2. 4857 sayılı İş Kanunu'nun 22, 32 ve 34 üncü maddeleri, 696 sayılı KHK ile 375 sayılı Kanun Hükmünde Kararname'ye eklenen geçici 23 üncü madde.
3. 696 sayılı KHK kapsamında kadroya geçen işçilerin geçiş aşamasındaki ücretlerinin tespiti ile bireysel iş sözleşmesinin ücrete ilişkin hükmünün ileriye etkisine ilişkin ilke ve esaslar, Dairemizin 03.05.2023 tarihli ve 2023/3001 Esas, 2023/6593 Karar sayılı kararında şu şekilde açıklanmıştır:
"...
2. 696 sayılı KHK'nın 127 nci maddesi ile 375 sayılı KHK'ya eklenen geçici 23 üncü madde çerçevesinde sürekli işçi kadrosuna geçirilen işçiler ile işveren arasında imzalanan iş sözleşmesinin ücrete ilişkin hükümlerinin doğru değerlendirilmesi son derece önemlidir. Dairemiz uygulamasına göre kadroya geçiş sırasında düzenlenen iş sözleşmesinde ücretin sadece asgari ücretin belli bir oranda fazlası yahut geçiş öncesindeki hizmet alım sözleşmesinde öngörülen ücret veya bu ücretin katları olarak belirlenmesi hâlinde, bu ücretin işçinin kadroya geçiş aşamasındaki ilk (temel) ücreti olduğu, taraflar arasında sonraki dönemler yönünden işvereni ücret artışı yapmakla yükümlü kılan bir düzenleme olmadığı kabul edilmektedir.
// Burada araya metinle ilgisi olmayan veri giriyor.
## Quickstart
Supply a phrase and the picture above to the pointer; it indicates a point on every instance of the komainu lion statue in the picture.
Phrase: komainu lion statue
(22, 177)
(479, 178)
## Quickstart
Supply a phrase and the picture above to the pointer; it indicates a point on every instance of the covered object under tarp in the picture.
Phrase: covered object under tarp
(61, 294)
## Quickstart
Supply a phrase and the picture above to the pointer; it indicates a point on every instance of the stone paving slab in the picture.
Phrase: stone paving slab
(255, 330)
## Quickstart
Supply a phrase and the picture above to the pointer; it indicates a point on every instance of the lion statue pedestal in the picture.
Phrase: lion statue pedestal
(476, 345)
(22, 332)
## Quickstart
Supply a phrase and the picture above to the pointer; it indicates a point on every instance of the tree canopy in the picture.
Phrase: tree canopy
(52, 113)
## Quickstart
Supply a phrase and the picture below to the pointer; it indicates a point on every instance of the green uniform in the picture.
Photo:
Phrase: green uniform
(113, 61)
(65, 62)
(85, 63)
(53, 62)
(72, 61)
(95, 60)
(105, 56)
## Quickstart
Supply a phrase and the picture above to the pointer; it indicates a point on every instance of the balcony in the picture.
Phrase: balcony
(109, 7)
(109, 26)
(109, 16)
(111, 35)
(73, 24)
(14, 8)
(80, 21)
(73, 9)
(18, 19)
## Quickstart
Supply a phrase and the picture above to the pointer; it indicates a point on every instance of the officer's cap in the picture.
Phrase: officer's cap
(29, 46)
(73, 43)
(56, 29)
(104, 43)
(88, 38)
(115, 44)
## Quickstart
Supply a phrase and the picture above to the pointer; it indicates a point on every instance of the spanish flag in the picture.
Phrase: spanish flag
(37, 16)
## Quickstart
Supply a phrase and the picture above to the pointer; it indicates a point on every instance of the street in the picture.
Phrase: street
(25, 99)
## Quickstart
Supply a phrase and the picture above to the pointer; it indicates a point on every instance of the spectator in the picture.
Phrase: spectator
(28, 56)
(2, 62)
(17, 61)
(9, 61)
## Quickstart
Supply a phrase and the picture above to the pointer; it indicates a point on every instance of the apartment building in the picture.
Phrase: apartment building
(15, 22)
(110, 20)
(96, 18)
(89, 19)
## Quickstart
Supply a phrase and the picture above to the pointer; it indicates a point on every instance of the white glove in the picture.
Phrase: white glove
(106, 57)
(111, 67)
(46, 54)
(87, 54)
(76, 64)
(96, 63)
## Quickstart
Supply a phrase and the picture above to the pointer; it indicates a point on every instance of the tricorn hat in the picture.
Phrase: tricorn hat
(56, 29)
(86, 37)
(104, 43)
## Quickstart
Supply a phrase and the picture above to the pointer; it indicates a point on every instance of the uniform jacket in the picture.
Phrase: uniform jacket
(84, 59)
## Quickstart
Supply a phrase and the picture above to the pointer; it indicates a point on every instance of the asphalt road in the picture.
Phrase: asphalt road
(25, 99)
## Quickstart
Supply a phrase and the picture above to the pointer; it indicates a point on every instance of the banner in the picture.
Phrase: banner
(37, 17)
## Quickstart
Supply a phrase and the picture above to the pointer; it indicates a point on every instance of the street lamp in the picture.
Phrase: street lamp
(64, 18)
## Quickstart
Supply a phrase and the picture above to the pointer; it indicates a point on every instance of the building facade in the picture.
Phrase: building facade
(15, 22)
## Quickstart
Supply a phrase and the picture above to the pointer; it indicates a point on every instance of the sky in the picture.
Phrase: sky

Diğer taraftan iş sözleşmesinde ücretin her ay için asgari ücretin belli bir oranda fazlası şeklinde ödeneceğine yönelik hükümler ileriye etkili hükümler olarak değerlendirilmeli, bu hükümlerin sonraki dönemlere ilişkin ücret artışları yönünden işvereni bağlayacağı kabul edilmelidir.
..."
3. Değerlendirme
1. Bölge adliye mahkemelerinin nihai kararlarının bozulması 6100 sayılı Kanun'un 371 inci maddesinde yer alan sebeplerden birinin varlığı hâlinde mümkündür.
2. Temyizen incelenen karar, tarafların karşılıklı iddia ve savunmalarına, dayandıkları belgelere, uyuşmazlığa uygulanması gereken hukuk kuralları ile hukuki ilişkinin nitelendirilmesine, dava şartlarına, yargılama ve ispat kuralları ile kararda belirtilen gerekçelere göre usul ve kanuna uygun olup davalı vekilince temyiz dilekçesinde ileri sürülen nedenler kararın bozulmasını gerektirecek nitelikte görülmemiştir.
VI. KARAR
Açıklanan sebeple;
Temyiz olunan Bölge Adliye Mahkemesi kararının 6100 sayılı Kanun'un 370 inci maddesinin birinci fıkrası uyarınca ONANMASINA,
Davalı ... harçtan muaf olduğundan harç alınmasına yer olmadığına,
Dosyanın İlk Derece Mahkemesine, kararın bir örneğinin Bölge Adliye Mahkemesine gönderilmesine,
26.03.2024 tarihinde oy birliğiyle karar verildi.